Two current and one former Eastern Kentucky firefighters are accused of allegedly creating more work for firefighters by setting blazes in Pike and Knox counties.
Christopher C. Little, 30, of Pike County, James Adam Yeager, 20, of Knox County and Walter D. Brown, 23, also of Knox, were arrested and charged with arson after they allegedly started fires in their home counties this week, the Kentucky Division of Forestry said Friday.
The fires could have benefited Little and Yeager financially by creating more work for them. The two were employed part-time by the state and paid on an hourly basis.
Both have been dismissed.
Brown was an emergency firefighter last year before his dismissal, according to a Kentucky State Police press release.
“We don’t know the reasons why people start arson fires,” said Leah MacSwords, spokeswoman for the Division of Forestry. “I have a hard time believing people start fires so they have to do the backbreaking work to put out the fire. That can’t be the only motivation.”
MacSwords said the state Division of Forestry, which employs about 400 firefighters a year, hires and trains part-timers primarily for the fire seasons: Feb. 15 through April 30 and Oct. 1 through Dec. 15, MacSwords said.
Little, who had worked for the state since October, was arrested early Friday after the Division of Forestry received several calls from residents in Hellier in Pike County who allegedly saw him setting the blaze, MacSwords said. Forestry officials immediately notified the Kentucky State Police post in Pikeville.
“We were able to get there and take care of it quickly,” she said.
This week’s arrests aren’t the first time firefighters have been charged with setting fires in Kentucky.
In August 2005, six volunteer firefighters in Lincoln County were charged with torching a historic, unused school building and two unoccupied houses. The county fire chief said the six may have been seeking a thrill or creating something to do.
Later that year, two seasonal firefighters with the state Division of Forestry were charged with setting wildfires in Bell County.
And in 2006 in Laurel County, police charged four men — one a volunteer firefighter and three former firefighters — with setting a series of blazes over two years that burned hay bales and structures.
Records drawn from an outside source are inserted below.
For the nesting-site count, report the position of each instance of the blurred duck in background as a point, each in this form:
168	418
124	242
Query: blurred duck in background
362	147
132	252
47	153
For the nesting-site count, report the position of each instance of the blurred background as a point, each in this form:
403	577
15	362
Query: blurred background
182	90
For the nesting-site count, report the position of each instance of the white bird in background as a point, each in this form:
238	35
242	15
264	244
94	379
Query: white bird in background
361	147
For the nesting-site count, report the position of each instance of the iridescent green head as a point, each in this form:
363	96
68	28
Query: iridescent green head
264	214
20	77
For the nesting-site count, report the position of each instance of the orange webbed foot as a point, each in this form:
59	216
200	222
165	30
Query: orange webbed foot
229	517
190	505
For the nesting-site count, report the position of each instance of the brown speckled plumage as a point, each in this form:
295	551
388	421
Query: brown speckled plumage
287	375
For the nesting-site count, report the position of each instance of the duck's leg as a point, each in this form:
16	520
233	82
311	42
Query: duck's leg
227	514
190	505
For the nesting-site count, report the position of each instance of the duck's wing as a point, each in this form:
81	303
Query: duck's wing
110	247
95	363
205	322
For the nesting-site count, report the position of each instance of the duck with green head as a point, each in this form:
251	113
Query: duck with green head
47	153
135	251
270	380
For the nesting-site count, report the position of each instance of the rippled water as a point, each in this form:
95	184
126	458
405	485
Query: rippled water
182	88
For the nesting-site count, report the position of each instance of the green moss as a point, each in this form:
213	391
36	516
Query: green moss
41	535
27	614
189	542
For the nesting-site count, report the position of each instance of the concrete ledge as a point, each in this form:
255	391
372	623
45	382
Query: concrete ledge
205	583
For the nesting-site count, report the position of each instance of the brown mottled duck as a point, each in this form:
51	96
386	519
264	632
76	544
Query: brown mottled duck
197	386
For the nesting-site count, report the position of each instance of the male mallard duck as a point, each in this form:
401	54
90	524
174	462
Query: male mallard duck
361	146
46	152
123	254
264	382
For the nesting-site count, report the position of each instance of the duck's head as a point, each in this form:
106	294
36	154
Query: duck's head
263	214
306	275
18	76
There have been similar cases elsewhere. Officials in Pennsylvania are pushing for psychological screening for prospective firefighters as a way to identify those who might start fires.
Little was being held Friday in the Pike County jail. His bond had not yet been set and details about his arraignment were not available.
Yeager, who has worked for the state since February, was arrested late Thursday after forestry officials received a tip that a person was starting fires in Coldstone. It was later found that it was an emergency firefighter.
Yeager is charged with willfully setting fire to land he does not own, a Class D felony that carries a possible one- to five-year prison sentence. It is not clear how many acres were burned.
The arraignment for Yeager is set for Monday in Knox District Court.
Brown was arrested after a tipster reported seeing someone suspicious after a fire started in the Valentine Branch area of Knox County.
In Kentucky this year, 1,394 wildland fires have been reported by the state Division of Forestry, more than 60 percent of them attributed to arson. But it’s rare for firefighters to be accused of setting them, MacSwords said.
“We’ve never denied there’s a possibility that the … people who work for us have set fires,” MacSwords said. “But, I don’t want the actions of these … individuals to reflect on the dedication of all the other hundreds of firefighters that are out there. They are risking their lives …and breathing a lot of smoke to protect the people of Kentucky.”